There were toilets in the camps so there was one between every five families. One of the main aims of the new buildings was to remove this issue.
- Have to travel to work
- Spaced out buildings
- No heavy tiles
- Use local technology so homes can be fixed by local people.
- Buildings were built with plenty of open spaces, so people can get away from falling buildings more quickly.
- Buildings have only a few storeys, so there’s less to collapse in during future quakes, and also have timber frames, which are more flexible, so less likely to collapse in a future earthquake.
- Lightweight structures, and only using light weight tiles means that if anything collapses in the future, it will be less damaging to anybody around.
Creditors died with the earthquake
- Businesses have to be reset up again
- Oxfam helped with this:
- Financial security to support many businesses
- Monthly allowances
Most food was imported.
Oxfam was trialing different techniques in Haiti to get good crop growth. Oxfam funded small rice mills to get a better price at the market for farmers. Unprocessed rice is worth far less, so by allowing the rice mills to be more available, farmers can get more profits, allowing rural areas to support themselves better in the aftermath. With more rice mills, it is overall cheaper to use them.
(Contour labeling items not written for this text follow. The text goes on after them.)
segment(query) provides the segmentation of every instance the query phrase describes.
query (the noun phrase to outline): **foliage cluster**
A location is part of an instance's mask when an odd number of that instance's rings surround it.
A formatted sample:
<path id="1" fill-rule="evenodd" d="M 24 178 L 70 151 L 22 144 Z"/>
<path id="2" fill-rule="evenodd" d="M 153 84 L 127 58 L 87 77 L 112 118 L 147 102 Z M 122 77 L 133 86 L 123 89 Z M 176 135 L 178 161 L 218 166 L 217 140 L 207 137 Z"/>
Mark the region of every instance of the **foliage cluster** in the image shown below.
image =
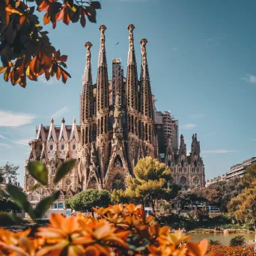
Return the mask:
<path id="1" fill-rule="evenodd" d="M 138 162 L 133 173 L 135 177 L 129 177 L 126 180 L 124 192 L 113 192 L 112 204 L 132 202 L 143 207 L 150 204 L 155 213 L 156 200 L 173 197 L 174 190 L 167 187 L 167 183 L 171 180 L 171 171 L 165 164 L 147 156 Z"/>
<path id="2" fill-rule="evenodd" d="M 79 212 L 92 207 L 107 207 L 111 204 L 111 194 L 107 190 L 87 189 L 76 194 L 65 201 L 66 208 L 71 208 Z"/>
<path id="3" fill-rule="evenodd" d="M 18 233 L 0 229 L 1 255 L 203 256 L 207 250 L 207 240 L 189 242 L 181 231 L 171 234 L 169 227 L 150 225 L 153 217 L 146 217 L 134 204 L 94 210 L 99 219 L 52 214 L 49 227 L 38 228 L 36 238 L 28 237 L 29 229 Z"/>
<path id="4" fill-rule="evenodd" d="M 53 180 L 55 183 L 58 183 L 76 165 L 76 160 L 70 159 L 61 163 L 55 171 Z M 43 162 L 31 161 L 28 164 L 28 170 L 30 174 L 37 181 L 31 189 L 37 189 L 41 186 L 48 185 L 48 169 Z M 26 195 L 17 186 L 12 184 L 7 184 L 7 193 L 18 207 L 22 209 L 33 219 L 37 220 L 42 218 L 51 204 L 58 198 L 60 191 L 52 192 L 49 196 L 42 199 L 34 209 L 28 202 Z M 0 225 L 13 225 L 22 223 L 23 220 L 17 217 L 15 214 L 0 212 Z"/>
<path id="5" fill-rule="evenodd" d="M 214 252 L 225 256 L 255 256 L 253 246 L 226 246 L 210 245 L 207 253 Z"/>
<path id="6" fill-rule="evenodd" d="M 66 25 L 80 21 L 85 27 L 85 16 L 96 22 L 96 10 L 100 8 L 99 1 L 85 0 L 0 1 L 0 73 L 4 72 L 4 80 L 25 88 L 27 78 L 37 81 L 45 74 L 47 80 L 61 76 L 65 83 L 71 77 L 65 70 L 67 56 L 52 46 L 34 11 L 44 12 L 43 25 L 52 22 L 55 28 L 60 20 Z"/>

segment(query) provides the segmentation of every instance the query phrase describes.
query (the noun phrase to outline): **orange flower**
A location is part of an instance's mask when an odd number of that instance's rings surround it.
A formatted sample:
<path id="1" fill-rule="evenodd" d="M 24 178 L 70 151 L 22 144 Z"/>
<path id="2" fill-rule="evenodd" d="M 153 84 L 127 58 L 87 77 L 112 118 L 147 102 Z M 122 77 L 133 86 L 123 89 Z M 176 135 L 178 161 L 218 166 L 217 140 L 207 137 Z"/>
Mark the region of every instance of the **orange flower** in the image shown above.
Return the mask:
<path id="1" fill-rule="evenodd" d="M 76 239 L 74 244 L 93 246 L 99 254 L 106 255 L 109 255 L 112 251 L 109 244 L 127 247 L 125 240 L 128 232 L 117 232 L 117 228 L 106 220 L 100 219 L 91 225 L 82 220 L 79 220 L 79 223 L 83 228 L 83 237 Z"/>
<path id="2" fill-rule="evenodd" d="M 44 248 L 40 255 L 44 255 L 50 251 L 57 253 L 65 248 L 67 248 L 67 251 L 82 251 L 82 247 L 73 246 L 74 241 L 82 237 L 82 228 L 78 220 L 79 219 L 74 216 L 65 218 L 61 214 L 52 213 L 50 217 L 50 227 L 38 228 L 36 234 L 44 238 L 47 243 L 55 245 Z"/>

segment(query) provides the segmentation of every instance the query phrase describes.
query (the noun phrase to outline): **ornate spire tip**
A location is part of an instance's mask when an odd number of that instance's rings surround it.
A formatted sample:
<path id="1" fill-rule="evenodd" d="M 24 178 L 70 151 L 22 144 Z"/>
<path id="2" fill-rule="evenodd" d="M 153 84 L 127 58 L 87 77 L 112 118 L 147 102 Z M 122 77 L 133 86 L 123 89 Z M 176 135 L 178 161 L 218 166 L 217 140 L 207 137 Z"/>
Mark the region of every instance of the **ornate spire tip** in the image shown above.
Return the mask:
<path id="1" fill-rule="evenodd" d="M 140 44 L 144 44 L 146 45 L 147 43 L 147 40 L 146 38 L 141 38 L 139 41 L 139 43 Z"/>
<path id="2" fill-rule="evenodd" d="M 133 24 L 129 24 L 127 26 L 127 29 L 129 31 L 132 31 L 135 28 L 135 25 Z"/>
<path id="3" fill-rule="evenodd" d="M 86 43 L 85 43 L 85 46 L 88 49 L 89 49 L 92 46 L 93 46 L 93 44 L 92 44 L 91 42 L 86 42 Z"/>
<path id="4" fill-rule="evenodd" d="M 102 24 L 100 25 L 99 29 L 104 33 L 104 31 L 106 30 L 106 26 Z"/>

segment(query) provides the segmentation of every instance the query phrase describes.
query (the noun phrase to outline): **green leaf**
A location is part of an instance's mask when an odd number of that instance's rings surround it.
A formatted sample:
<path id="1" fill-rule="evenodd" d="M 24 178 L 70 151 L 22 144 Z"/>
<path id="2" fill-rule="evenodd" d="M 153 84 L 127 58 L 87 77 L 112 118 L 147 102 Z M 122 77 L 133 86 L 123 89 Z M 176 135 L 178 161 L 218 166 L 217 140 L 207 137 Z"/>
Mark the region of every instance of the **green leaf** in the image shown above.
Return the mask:
<path id="1" fill-rule="evenodd" d="M 36 219 L 42 218 L 43 214 L 51 207 L 52 204 L 56 201 L 60 195 L 60 192 L 56 191 L 50 196 L 41 200 L 36 208 L 34 209 L 34 213 Z"/>
<path id="2" fill-rule="evenodd" d="M 4 182 L 4 177 L 0 175 L 0 184 Z"/>
<path id="3" fill-rule="evenodd" d="M 13 213 L 0 212 L 0 226 L 8 226 L 11 225 L 19 225 L 23 223 L 23 219 Z"/>
<path id="4" fill-rule="evenodd" d="M 7 184 L 6 191 L 8 195 L 14 200 L 15 203 L 25 210 L 33 219 L 33 208 L 29 204 L 27 196 L 17 186 Z"/>
<path id="5" fill-rule="evenodd" d="M 53 182 L 57 183 L 76 166 L 76 160 L 67 160 L 61 164 L 56 171 Z"/>
<path id="6" fill-rule="evenodd" d="M 93 6 L 95 9 L 101 9 L 100 3 L 98 1 L 88 1 L 88 4 Z"/>
<path id="7" fill-rule="evenodd" d="M 44 162 L 31 161 L 28 164 L 28 170 L 30 174 L 41 184 L 48 184 L 48 169 Z"/>

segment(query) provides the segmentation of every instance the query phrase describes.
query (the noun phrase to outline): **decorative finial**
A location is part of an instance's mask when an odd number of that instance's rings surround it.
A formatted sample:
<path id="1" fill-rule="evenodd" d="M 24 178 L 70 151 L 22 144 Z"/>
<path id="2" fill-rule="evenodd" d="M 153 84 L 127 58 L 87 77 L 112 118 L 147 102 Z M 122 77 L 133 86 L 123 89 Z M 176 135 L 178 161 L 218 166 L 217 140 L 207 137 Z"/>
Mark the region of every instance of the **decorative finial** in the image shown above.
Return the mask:
<path id="1" fill-rule="evenodd" d="M 135 25 L 133 24 L 129 24 L 127 26 L 127 29 L 129 31 L 132 31 L 135 28 Z"/>
<path id="2" fill-rule="evenodd" d="M 104 31 L 106 30 L 106 26 L 103 24 L 100 25 L 100 27 L 99 27 L 99 29 L 103 32 L 104 33 Z"/>
<path id="3" fill-rule="evenodd" d="M 92 46 L 93 44 L 91 42 L 86 42 L 85 43 L 85 46 L 87 48 L 87 49 L 90 49 Z"/>
<path id="4" fill-rule="evenodd" d="M 147 43 L 147 40 L 146 38 L 141 38 L 139 41 L 139 43 L 141 45 L 142 47 L 144 47 Z"/>

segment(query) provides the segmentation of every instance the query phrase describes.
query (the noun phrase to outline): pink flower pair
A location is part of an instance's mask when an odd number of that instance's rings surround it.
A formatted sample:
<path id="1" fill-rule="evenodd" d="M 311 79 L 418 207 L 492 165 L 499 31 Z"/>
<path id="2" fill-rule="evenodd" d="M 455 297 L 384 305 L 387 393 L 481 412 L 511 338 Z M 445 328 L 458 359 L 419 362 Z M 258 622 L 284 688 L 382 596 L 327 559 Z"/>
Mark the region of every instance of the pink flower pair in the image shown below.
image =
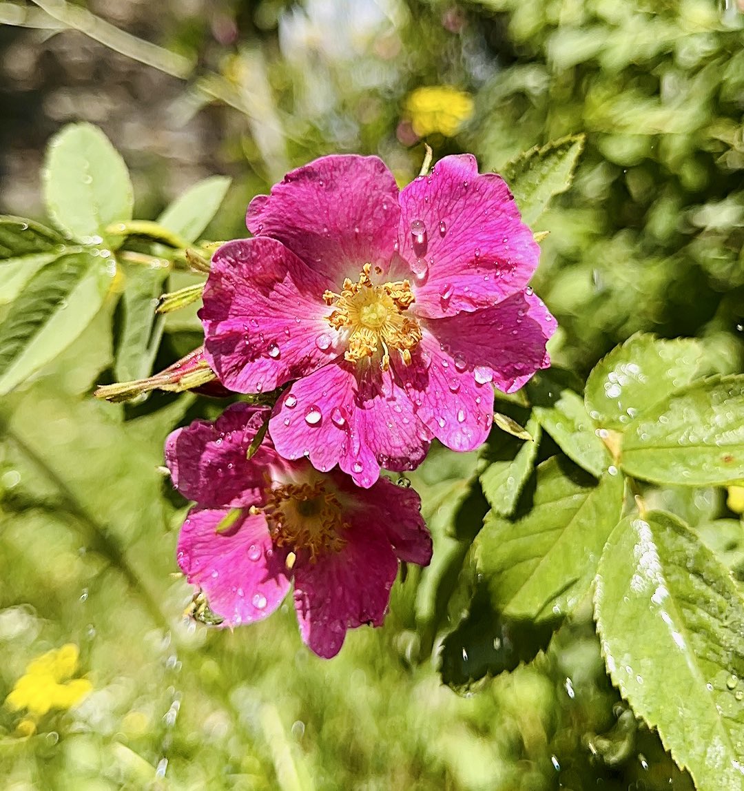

Profits from mills help pay for drainage channels which increase yield again. This is an overall positive multiplier effect.
Land reform is a necessary feature of the rebuilding. Before the earthquake, unclear laws on land ownership meant that when the earthquake hit, camps had to be built in poor sites as the owners could not be tracked down and asked permission to use any land closer to the capital. Most of the land is only claimed by a few people, and overall this makes it hard to make long term investments. Companies and investors want a guaranteed pay out, which they can’t get from the unclear laws as it was.